Il y a deux mois, Frédéric Lefebvre, député (UMP) des Français de l'étranger, se penchait, à travers deux propositions de loi, sur des dispositions jugées discriminatoires à l'encontre des Français résidant hors de France (voir notre article ci-contre du 8 avril 2014). La première concernait l'application de la taxe sur les logements vacants et l'obligation des 90 jours de résidence consécutifs. La seconde portait sur l'application de la loi du 24 mars 2014 pour l'accès au logement et un urbanisme rénové (Alur) et - plus précisément - sur son article 16 relatif aux propriétaires désireux de pratiquer une location saisonnière de leur logement en France.

Une "double peine fiscale"

Dans les deux cas, les propositions de loi de Frédéric Lefebvre mettaient en évidence le caractère inadapté de certaines dispositions relatives au logement, au regard de la situation particulière des Français résidant à l'étranger. La question n'a rien d'anecdotique puisque l'on compte environ 1,56 million de Français vivant hors de France, dont l'immense majorité n'a rien d'exilés fiscaux.
Aujourd'hui, Frédéric Lefebvre revient à la charge avec une troisième proposition de loi visant à apprécier la condition de domiciliation fiscale du dispositif "Scellier" à la date d'acquisition du bien. Celle-ci entend mettre un terme à "une véritable double peine fiscale", dont seraient victimes les Français de l'étranger.
La proposition de loi vise en effet le cas des Français qui, avant leur expatriation, ont investi dans le cadre du dispositif Scellier (réduction d'impôt pour l'acquisition d'un logement neuf ou en état futur d'achèvement, en contrepartie d'un engagement de mise en location pour une durée minimale de neuf ans).
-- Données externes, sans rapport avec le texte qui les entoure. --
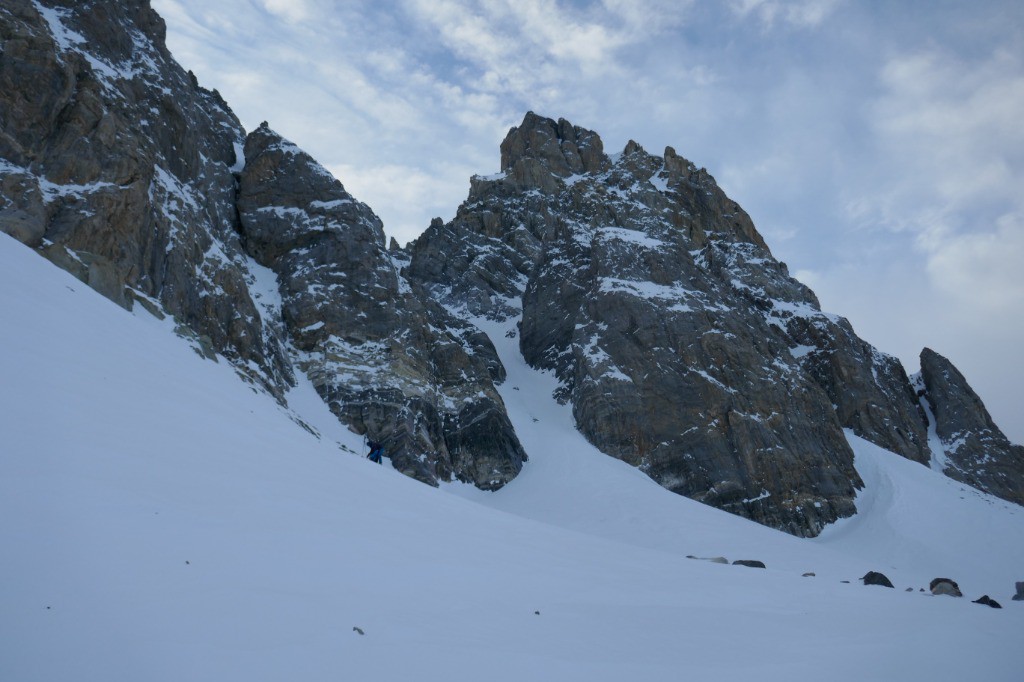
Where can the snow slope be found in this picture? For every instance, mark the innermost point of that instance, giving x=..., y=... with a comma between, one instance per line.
x=162, y=520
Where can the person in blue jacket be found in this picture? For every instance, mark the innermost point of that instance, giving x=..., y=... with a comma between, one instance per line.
x=376, y=452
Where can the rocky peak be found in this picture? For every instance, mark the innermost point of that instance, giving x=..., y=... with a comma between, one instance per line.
x=541, y=146
x=974, y=450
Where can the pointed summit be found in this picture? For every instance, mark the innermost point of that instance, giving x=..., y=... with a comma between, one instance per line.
x=976, y=452
x=558, y=146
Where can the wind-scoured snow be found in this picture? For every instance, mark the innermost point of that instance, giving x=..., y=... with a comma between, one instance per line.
x=161, y=519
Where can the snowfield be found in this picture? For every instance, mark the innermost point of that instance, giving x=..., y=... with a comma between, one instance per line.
x=160, y=519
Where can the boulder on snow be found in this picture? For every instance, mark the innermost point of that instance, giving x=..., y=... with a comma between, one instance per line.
x=945, y=586
x=753, y=563
x=987, y=601
x=875, y=578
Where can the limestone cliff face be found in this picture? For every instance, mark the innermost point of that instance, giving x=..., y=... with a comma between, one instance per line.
x=974, y=450
x=684, y=347
x=117, y=166
x=387, y=363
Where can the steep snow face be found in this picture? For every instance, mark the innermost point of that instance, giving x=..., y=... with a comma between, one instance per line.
x=189, y=527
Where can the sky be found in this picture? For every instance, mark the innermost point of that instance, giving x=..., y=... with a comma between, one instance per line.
x=878, y=145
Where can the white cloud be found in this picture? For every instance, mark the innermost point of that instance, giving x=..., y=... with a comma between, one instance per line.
x=952, y=133
x=800, y=13
x=293, y=11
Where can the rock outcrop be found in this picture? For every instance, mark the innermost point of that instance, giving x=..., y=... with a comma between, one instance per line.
x=117, y=166
x=683, y=346
x=387, y=363
x=974, y=450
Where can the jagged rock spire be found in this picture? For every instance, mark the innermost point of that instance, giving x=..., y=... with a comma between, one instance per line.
x=974, y=449
x=539, y=147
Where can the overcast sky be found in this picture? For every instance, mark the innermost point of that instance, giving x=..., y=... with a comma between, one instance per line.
x=879, y=145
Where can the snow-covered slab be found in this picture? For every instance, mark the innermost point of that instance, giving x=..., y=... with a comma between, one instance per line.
x=162, y=520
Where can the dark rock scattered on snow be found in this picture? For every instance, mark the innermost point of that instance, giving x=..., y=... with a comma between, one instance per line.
x=987, y=601
x=641, y=285
x=945, y=586
x=875, y=578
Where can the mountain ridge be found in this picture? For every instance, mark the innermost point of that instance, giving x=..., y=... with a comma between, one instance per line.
x=683, y=346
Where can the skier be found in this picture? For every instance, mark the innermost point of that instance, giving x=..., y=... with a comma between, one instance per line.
x=376, y=452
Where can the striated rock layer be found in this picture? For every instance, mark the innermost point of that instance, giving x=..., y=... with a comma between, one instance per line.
x=116, y=165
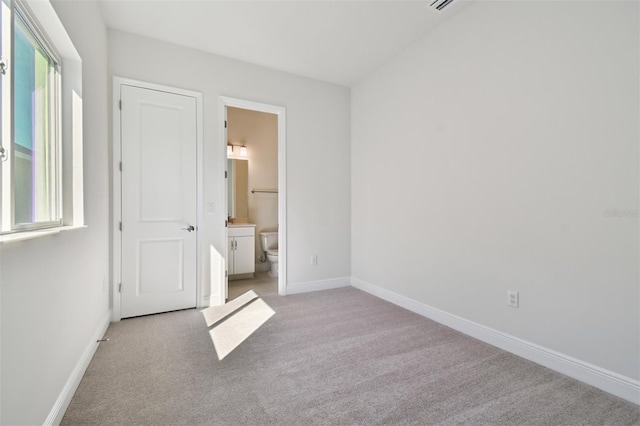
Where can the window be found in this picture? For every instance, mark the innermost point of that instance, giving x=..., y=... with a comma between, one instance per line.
x=33, y=146
x=35, y=122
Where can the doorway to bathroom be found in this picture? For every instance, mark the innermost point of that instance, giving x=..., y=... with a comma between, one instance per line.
x=256, y=193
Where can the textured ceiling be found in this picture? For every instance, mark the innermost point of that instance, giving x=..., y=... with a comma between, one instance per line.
x=332, y=40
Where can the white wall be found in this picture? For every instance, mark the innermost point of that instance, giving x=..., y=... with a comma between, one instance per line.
x=485, y=158
x=258, y=131
x=318, y=160
x=54, y=289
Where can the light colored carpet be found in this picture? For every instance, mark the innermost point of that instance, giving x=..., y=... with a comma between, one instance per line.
x=262, y=284
x=339, y=357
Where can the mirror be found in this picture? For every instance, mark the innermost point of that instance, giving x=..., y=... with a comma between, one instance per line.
x=238, y=190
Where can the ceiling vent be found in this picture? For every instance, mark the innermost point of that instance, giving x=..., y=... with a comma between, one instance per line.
x=440, y=4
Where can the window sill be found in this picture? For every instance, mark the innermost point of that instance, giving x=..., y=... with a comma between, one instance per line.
x=28, y=235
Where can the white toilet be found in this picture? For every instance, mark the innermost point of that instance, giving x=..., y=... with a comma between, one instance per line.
x=269, y=241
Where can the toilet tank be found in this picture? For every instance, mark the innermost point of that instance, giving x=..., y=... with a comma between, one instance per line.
x=269, y=240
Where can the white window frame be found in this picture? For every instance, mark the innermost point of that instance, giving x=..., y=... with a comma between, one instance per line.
x=51, y=33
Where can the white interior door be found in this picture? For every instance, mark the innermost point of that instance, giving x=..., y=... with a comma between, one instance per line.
x=159, y=201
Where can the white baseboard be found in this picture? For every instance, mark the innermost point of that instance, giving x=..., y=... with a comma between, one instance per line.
x=318, y=285
x=60, y=407
x=608, y=381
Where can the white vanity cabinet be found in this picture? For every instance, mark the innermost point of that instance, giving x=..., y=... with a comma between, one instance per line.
x=241, y=259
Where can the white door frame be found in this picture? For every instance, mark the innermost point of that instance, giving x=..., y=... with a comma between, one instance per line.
x=225, y=102
x=117, y=183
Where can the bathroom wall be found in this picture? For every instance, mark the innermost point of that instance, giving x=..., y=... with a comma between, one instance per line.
x=318, y=151
x=500, y=152
x=258, y=131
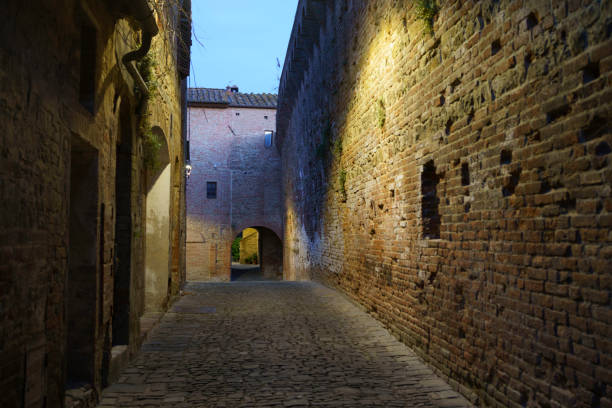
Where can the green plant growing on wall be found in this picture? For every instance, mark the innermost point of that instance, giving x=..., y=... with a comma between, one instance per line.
x=342, y=183
x=146, y=67
x=236, y=249
x=425, y=11
x=381, y=113
x=338, y=146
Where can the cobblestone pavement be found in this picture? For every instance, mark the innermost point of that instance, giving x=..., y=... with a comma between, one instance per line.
x=274, y=344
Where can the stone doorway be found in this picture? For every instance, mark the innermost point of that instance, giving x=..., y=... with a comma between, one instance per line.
x=257, y=254
x=81, y=283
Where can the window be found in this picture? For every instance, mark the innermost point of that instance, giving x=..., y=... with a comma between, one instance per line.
x=211, y=189
x=429, y=201
x=87, y=79
x=268, y=138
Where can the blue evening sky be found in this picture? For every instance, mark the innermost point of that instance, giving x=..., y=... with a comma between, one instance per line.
x=240, y=42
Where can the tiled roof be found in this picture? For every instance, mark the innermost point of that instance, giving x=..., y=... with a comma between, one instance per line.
x=228, y=98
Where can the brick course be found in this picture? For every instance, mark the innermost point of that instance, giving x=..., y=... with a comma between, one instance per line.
x=497, y=126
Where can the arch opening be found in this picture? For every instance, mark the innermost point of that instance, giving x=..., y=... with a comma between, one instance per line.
x=256, y=254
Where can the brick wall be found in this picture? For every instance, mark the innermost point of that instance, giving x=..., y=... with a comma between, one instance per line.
x=458, y=185
x=249, y=244
x=227, y=147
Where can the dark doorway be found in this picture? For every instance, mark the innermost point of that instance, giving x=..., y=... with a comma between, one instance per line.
x=257, y=255
x=81, y=280
x=123, y=234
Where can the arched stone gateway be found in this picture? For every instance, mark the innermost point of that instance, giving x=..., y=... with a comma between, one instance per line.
x=157, y=262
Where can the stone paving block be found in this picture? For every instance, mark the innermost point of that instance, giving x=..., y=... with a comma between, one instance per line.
x=288, y=344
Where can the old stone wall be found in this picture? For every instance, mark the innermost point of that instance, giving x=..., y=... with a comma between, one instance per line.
x=227, y=148
x=69, y=115
x=458, y=184
x=249, y=244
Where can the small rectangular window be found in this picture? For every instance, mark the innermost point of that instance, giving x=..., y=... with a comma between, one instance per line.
x=268, y=138
x=211, y=189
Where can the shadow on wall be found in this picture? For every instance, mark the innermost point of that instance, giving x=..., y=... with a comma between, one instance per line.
x=157, y=267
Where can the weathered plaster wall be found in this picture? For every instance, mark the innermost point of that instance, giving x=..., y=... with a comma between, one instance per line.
x=458, y=184
x=227, y=147
x=43, y=122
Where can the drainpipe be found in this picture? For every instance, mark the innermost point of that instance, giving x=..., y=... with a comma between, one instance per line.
x=140, y=11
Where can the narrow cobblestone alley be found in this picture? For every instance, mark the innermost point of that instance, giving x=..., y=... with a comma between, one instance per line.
x=270, y=344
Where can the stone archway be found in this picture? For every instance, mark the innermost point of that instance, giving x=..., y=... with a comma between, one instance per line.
x=269, y=259
x=157, y=244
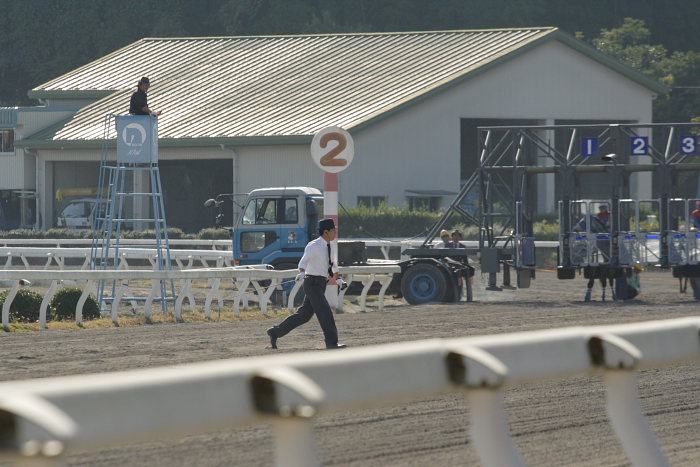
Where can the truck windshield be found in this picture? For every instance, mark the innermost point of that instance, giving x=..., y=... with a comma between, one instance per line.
x=271, y=211
x=77, y=209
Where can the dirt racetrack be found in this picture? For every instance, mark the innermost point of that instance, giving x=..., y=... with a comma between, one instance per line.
x=554, y=423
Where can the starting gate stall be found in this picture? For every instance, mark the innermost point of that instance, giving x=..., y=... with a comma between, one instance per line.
x=590, y=241
x=683, y=236
x=639, y=237
x=521, y=168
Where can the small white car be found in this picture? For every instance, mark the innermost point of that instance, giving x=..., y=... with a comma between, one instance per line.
x=78, y=214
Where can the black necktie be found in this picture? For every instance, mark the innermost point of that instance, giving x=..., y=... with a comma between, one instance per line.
x=330, y=263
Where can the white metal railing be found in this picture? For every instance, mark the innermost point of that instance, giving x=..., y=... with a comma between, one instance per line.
x=225, y=245
x=264, y=281
x=48, y=417
x=184, y=259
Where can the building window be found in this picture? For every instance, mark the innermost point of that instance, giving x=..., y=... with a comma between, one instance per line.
x=371, y=201
x=7, y=141
x=423, y=203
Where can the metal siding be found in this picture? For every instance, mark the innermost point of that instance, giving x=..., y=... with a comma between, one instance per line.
x=11, y=171
x=266, y=166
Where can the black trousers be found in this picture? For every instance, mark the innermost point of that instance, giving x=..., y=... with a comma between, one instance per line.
x=314, y=303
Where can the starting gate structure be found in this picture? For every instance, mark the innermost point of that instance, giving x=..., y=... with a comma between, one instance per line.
x=592, y=167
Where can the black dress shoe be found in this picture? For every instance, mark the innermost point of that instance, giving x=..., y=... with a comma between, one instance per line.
x=336, y=346
x=273, y=337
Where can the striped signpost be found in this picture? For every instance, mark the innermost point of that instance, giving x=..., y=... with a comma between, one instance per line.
x=332, y=149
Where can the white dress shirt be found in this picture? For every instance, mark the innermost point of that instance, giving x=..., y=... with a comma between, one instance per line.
x=315, y=259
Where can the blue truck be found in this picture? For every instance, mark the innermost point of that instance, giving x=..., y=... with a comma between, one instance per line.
x=276, y=224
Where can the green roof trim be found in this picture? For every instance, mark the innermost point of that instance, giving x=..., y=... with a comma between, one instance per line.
x=8, y=117
x=282, y=140
x=55, y=94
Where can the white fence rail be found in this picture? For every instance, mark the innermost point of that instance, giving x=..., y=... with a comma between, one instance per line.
x=184, y=259
x=263, y=281
x=48, y=417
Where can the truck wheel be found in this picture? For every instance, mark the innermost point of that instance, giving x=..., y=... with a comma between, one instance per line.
x=423, y=283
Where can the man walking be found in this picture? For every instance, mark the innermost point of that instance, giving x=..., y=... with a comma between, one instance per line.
x=317, y=266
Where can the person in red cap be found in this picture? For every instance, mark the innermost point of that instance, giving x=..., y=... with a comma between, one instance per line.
x=317, y=267
x=139, y=99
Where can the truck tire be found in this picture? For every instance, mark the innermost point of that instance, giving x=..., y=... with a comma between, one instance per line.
x=423, y=283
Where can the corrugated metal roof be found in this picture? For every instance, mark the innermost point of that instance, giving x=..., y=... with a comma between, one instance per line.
x=279, y=86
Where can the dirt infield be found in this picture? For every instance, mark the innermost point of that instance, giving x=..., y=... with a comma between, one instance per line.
x=554, y=423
Or, même s'ils continuent de respecter l'engagement de mise en location, les intéressés perdent le bénéfice de la déduction fiscale à compter de la date de leur départ à l'étranger (les réductions antérieures restant acquises). Durant leur séjour à l'étranger, les Français concernés ne sont plus considérés comme domiciliés fiscalement en France (même s'ils continuent d'y payer des impôts), ce qui explique que la réduction d'impôt ne peut être imputée.

Un coût final très différent du coût initial

Mais, si le contribuable rétablit son domicile fiscal en France après la fin de la période des neuf années d'engagement de location, l'impôt sur le revenu dû au titre des années postérieures à l'engagement ne pourra pas non plus être diminué des fractions de réduction d'impôt non imputées. La réduction ne peut s'imputer que lorsque le contribuable rétablit son domicile fiscal en France, à hauteur d'un neuvième de son montant sur l'impôt dû au titre des années d'imputation restant à courir à la date du rétablissement du domicile fiscal en France (donc avant la fin de l'engagement de location).
L'application de ces règles fiscales a pour effet de bouleverser les conditions économiques - et donc le coût final - de l'opération d'acquisition que l'intéressé avait envisagé avant son départ à l'étranger. En outre, l'exposé des motifs relève que "la perte de cette réduction se cumule, pour les Français qui ont décidé de s'établir hors de France après avoir investi, avec la soumission de leurs revenus locatifs à la CSG et à la CRDS à hauteur de 15,5%", d'où la "double peine fiscale" évoquée par Frédéric Lefebvre.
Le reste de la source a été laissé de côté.